Five Things I Used to Forget About Java

The blog post Five Things I Used to Forget About Java could be useful to anyone returning to Java development, anyone new to Java development, or anyone who has not used one the items discussed for a while. The post covers Java approaches for converting String to Integer, use of the ternary operator, instanceof keyword versus Class.isInstance method, implementing comparators, and obtaining the number of command-line arguments passed into a main function.

Is It JRuby?

The useful online tool Is It JRuby? helps deal with the question of whether a particular Ruby gem will work with JRuby. Although many Ruby gems do work well with the JRuby implementation, some Ruby gems (especially the C-based ones) only run with other, non-JRuby implementations of Ruby. This community-driven site helps organize which Ruby gems work with JRuby. I plan to mention this resource in my Colorado Software Summit 2009 presentation Applied JRuby.
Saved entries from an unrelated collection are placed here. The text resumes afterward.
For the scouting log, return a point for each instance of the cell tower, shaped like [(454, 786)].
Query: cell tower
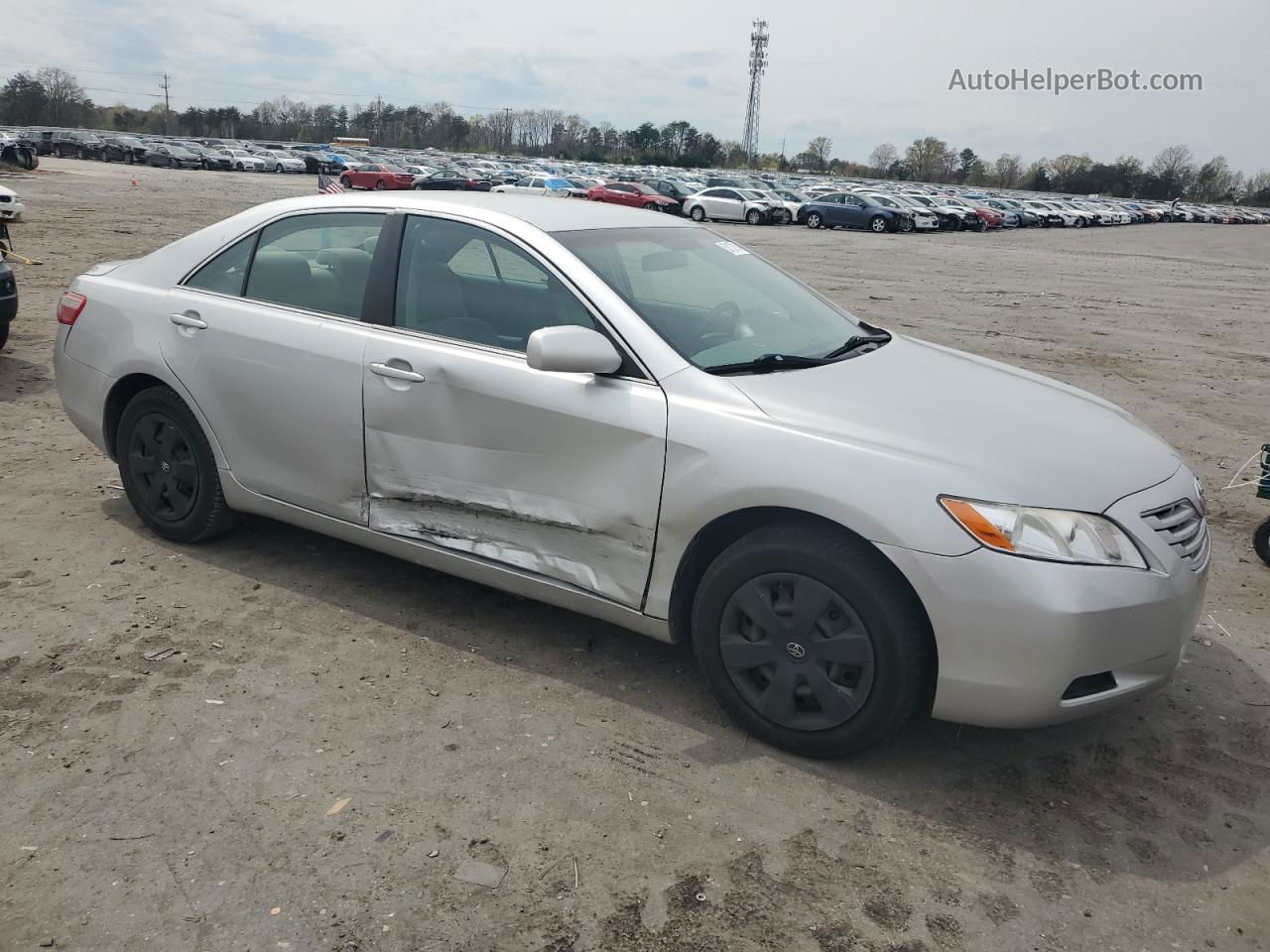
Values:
[(757, 67)]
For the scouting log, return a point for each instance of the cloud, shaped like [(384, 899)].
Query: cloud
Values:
[(858, 73)]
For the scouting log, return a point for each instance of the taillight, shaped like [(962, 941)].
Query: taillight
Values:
[(70, 307)]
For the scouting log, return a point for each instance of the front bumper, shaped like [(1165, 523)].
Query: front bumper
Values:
[(1015, 634)]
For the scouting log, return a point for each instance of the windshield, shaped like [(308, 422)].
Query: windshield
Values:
[(707, 298)]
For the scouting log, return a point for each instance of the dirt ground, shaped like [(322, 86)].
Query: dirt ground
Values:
[(190, 803)]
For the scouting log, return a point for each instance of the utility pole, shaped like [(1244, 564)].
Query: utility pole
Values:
[(167, 102), (758, 41)]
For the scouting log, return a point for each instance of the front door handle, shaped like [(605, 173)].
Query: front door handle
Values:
[(385, 370)]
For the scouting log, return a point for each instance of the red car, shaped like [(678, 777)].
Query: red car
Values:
[(635, 194), (377, 177)]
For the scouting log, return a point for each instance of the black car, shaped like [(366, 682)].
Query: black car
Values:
[(8, 299), (451, 180), (123, 149), (173, 158), (848, 211), (207, 157), (77, 145), (671, 188)]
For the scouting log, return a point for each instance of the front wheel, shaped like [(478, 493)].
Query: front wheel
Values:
[(168, 468), (812, 640), (1260, 538)]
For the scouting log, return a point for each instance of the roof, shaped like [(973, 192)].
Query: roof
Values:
[(548, 213)]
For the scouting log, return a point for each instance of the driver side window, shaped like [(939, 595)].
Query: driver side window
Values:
[(466, 284)]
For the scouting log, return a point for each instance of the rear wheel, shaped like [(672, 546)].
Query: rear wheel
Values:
[(1260, 538), (168, 468), (812, 640)]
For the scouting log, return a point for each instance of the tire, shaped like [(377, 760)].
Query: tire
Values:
[(873, 673), (1260, 538), (157, 430)]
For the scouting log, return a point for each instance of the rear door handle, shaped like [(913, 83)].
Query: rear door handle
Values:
[(384, 370)]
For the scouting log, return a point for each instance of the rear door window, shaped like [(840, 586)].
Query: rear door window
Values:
[(317, 262)]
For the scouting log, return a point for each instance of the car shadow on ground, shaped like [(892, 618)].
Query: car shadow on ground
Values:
[(1170, 787), (22, 379)]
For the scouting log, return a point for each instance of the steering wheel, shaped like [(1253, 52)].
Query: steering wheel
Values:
[(722, 311)]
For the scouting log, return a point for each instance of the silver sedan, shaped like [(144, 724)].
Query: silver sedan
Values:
[(647, 422)]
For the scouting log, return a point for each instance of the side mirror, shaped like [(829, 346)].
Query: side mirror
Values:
[(572, 349)]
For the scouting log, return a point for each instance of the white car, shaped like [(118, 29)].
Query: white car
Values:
[(1071, 217), (543, 185), (243, 160), (634, 417), (726, 203), (785, 204), (280, 162), (10, 206)]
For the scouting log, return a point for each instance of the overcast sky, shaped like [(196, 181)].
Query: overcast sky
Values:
[(860, 72)]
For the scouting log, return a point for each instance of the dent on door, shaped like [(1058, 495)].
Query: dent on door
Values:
[(567, 486)]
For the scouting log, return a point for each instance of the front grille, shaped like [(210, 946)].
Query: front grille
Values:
[(1185, 531)]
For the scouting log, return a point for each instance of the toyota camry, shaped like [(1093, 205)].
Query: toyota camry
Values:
[(636, 417)]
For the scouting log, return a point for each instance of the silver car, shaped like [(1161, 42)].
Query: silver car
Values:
[(644, 421)]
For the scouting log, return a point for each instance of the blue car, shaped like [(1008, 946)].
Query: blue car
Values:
[(847, 209)]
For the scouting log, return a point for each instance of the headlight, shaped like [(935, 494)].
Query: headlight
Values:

RESTGate – Web Client for REST Resources

The online tool RESTGate – Web-Based Client for REST-based Web Services appears to be an easy-to-use (no setup) browser-based client for performing simple testing of and interaction with REST-based web services. I will likely blog on this in more detail in the future and will almost certainly mention this tool in my Colorado Software Summit 2009 presentation RESTful Java.

sqlREST

The sqlREST project looks like an interesting one. This project benefits from use of Java standards, running on Java EE servlet containers and connecting to multiple databases via appropriate JDBC drivers. The goal of this project is to allow easy exposure of database entries via REST-style web services. Like the other Thomas Bayer tool mentioned above (RESTGate), I plan to mention sqlREST as part of my RESTful Java presentation.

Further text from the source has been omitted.